For complete API documentation including all methods and utility functions, see API.md.

Options

// default options
const index = new Searchable({
    // Should "Foo" and "foo" be considered as distinct words? (default false)
    caseSensitive: false,

    // Should "cafe" and "café" be considered as distinct words? (default false)
    // Beyond combining marks, also folds ß→ss, ø→o, æ→ae, œ→oe, đ→d, ł→l, þ→th, ð→d...
    accentSensitive: false,

    // Function to check whether a word should be considered a stopword (omitted
    // from index and query).
    isStopword: (word) => false,

    // Custom normalization applied to each tokenized word at BOTH index and query time
    // (since v2.5.0 — prior versions skipped queries, which silently broke stemmers).
    // Return a string for 1:1 (stemmer, lemmatizer), or an array for aliases /
    // synonym expansion. Arrays are OR'd within the group, AND'd across groups.
    normalizeWord: (word) => word,

    // Will skip search altogether if none of the query words is longer than this limit.
    querySomeWordMinLength: 1,

    // Which underlying implementation to use. Since v2.5.0 "trie" is typically the
    // better default thanks to trie-walked fuzzy search; "inverted" remains a fine
    // choice for small indexes or easier debugging.
    index: "inverted" | "trie",

    // By default, all non-word chars are considered as a word boundary.
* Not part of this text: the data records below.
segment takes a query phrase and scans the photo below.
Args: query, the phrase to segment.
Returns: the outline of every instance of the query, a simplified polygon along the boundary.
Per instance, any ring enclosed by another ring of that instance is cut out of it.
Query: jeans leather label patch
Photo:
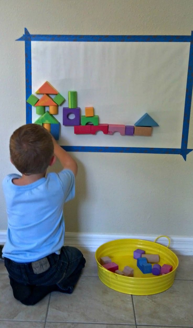
[[[47,257],[41,258],[38,261],[31,262],[33,271],[34,273],[38,275],[46,271],[50,267],[49,263]]]

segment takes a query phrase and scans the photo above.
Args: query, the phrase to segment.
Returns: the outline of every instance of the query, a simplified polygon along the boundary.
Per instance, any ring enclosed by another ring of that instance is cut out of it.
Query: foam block
[[[36,93],[37,94],[47,93],[50,94],[57,94],[58,93],[58,91],[57,91],[48,81],[46,81],[44,83],[36,92]]]
[[[96,134],[98,131],[102,131],[104,134],[108,134],[108,124],[99,124],[98,125],[91,125],[91,134]]]
[[[102,265],[106,264],[108,263],[111,263],[111,259],[108,256],[103,256],[100,259],[100,263]]]
[[[60,124],[52,123],[50,124],[50,133],[56,140],[59,140]]]
[[[133,252],[133,258],[137,259],[138,257],[141,257],[142,254],[145,254],[145,251],[143,251],[142,249],[138,248],[136,249]]]
[[[28,104],[30,104],[32,106],[35,106],[36,104],[38,102],[39,100],[39,98],[36,97],[36,96],[34,96],[34,94],[31,94],[29,97],[27,98],[27,99],[26,100],[27,103]]]
[[[161,266],[159,264],[154,264],[152,268],[152,273],[154,276],[159,276],[161,271]]]
[[[77,125],[74,127],[74,132],[75,134],[90,134],[91,126]]]
[[[76,108],[77,104],[77,93],[76,91],[68,91],[68,107]]]
[[[109,271],[111,271],[112,272],[115,272],[116,270],[118,270],[119,269],[118,266],[114,262],[107,263],[106,264],[104,264],[102,266],[103,268],[106,269]]]
[[[84,115],[81,116],[81,125],[86,125],[90,122],[94,125],[98,125],[98,116],[94,115],[92,117],[87,117]]]
[[[157,123],[146,113],[135,124],[135,126],[159,126]]]
[[[133,135],[134,134],[134,127],[133,125],[126,125],[125,134],[126,135]]]
[[[124,276],[127,277],[133,277],[134,270],[132,268],[131,268],[128,266],[125,266],[123,270]]]
[[[87,117],[94,116],[94,109],[93,107],[85,107],[85,116]]]
[[[142,254],[142,257],[146,257],[149,263],[158,263],[160,257],[158,254]]]
[[[43,115],[45,113],[44,106],[37,106],[36,109],[36,114],[37,114],[38,115]]]
[[[151,135],[152,128],[150,127],[135,126],[134,135],[149,137]]]
[[[51,97],[47,94],[44,94],[35,105],[36,106],[56,106],[56,104]]]
[[[50,114],[56,115],[58,114],[58,107],[57,105],[49,106],[49,113]]]
[[[109,124],[108,134],[113,135],[114,132],[119,132],[121,135],[125,135],[125,125],[122,124]]]
[[[65,101],[65,99],[60,93],[58,93],[57,95],[55,96],[53,99],[53,100],[54,102],[57,104],[57,105],[58,105],[59,106],[60,106],[61,105],[62,103]]]
[[[49,132],[50,132],[50,124],[49,123],[44,123],[43,124],[43,126],[44,128],[45,128],[46,130],[49,131]]]
[[[74,114],[74,118],[69,118],[70,114]],[[79,125],[80,124],[80,109],[79,107],[76,108],[69,108],[64,107],[63,112],[63,125],[67,126],[75,126]]]
[[[151,273],[152,267],[150,263],[148,263],[145,257],[138,257],[137,260],[137,266],[144,274]]]
[[[115,273],[116,273],[117,275],[119,275],[120,276],[124,276],[124,274],[120,270],[116,270]]]
[[[169,264],[164,264],[161,268],[161,275],[166,275],[172,271],[172,266]]]
[[[47,111],[45,113],[40,117],[38,118],[37,120],[36,120],[34,122],[34,123],[36,124],[38,123],[42,123],[42,124],[44,123],[49,123],[50,124],[54,123],[60,124],[60,122],[55,118],[54,116],[50,114]]]

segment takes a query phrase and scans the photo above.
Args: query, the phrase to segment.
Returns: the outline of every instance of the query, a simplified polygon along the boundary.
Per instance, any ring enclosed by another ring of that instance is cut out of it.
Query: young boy
[[[79,250],[63,246],[63,207],[74,197],[77,165],[36,124],[16,130],[9,149],[22,176],[9,174],[3,182],[8,215],[3,256],[14,297],[32,305],[54,291],[72,293],[84,266]],[[45,176],[56,157],[63,169]]]

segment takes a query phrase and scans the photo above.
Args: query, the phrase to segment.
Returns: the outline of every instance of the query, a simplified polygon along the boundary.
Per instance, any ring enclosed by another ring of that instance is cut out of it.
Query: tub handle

You can provide
    // your own non-word whitelist of chars which should be considered as a part of the word.
    nonWordCharWhitelist: "@-",

    // How big (if any) n-grams to generate. Use 0 to not generate n-grams (the default).
    // Reasonable value would be [3, 4]. Smaller values will increase the memory
    // footprint and not provide any practical benefit.
    ngramsSize: 0, // or array of values

    // Defaults applied by `search()` when the caller doesn't specify.
    defaultSearchOptions: {
        strategy: 'prefix',
        maxDistance: 2,
        // limit, offset, distanceFn also supported here
    },

    // How many query strings to keep in `lastQuery.history` / `.rawHistory` (default 5).
    lastQueryHistoryLength: 5,
});

Choosing Between Inverted and Trie Index

Both implementations provide the same API, but have different performance characteristics.

Inverted Index (default)

const index = new Searchable({ index: "inverted" });
  • Pros: faster exact searches (direct hash lookup), simpler to debug, lower memory overhead for most use cases.
  • Cons: prefix and fuzzy iterate all indexed words.
  • Use when: you have < 100k unique words, or fuzzy search is rare.

Trie Index

const index = new Searchable({ index: "trie" });
  • Pros: O(k) prefix descent (k = prefix length); fuzzy search walks the trie with a rolling Levenshtein row and prunes whole subtrees — substantially faster than a linear scan once you have a real vocabulary.
  • Cons: higher memory footprint (node objects + pointers); exact search slightly slower (traversal vs. hash map).
  • Use when: prefix or fuzzy is your primary path; or you have a large vocabulary.

Recommendation

For typical mixed workloads since v2.5.0, trie is usually the better pick. Inverted remains a sensible default for small indexes and is simpler to reason about. Either way, run the bench script against your own data if you care about the last few percent.

Breaking changes

Full list of behavior shifts per version lives in BC.md.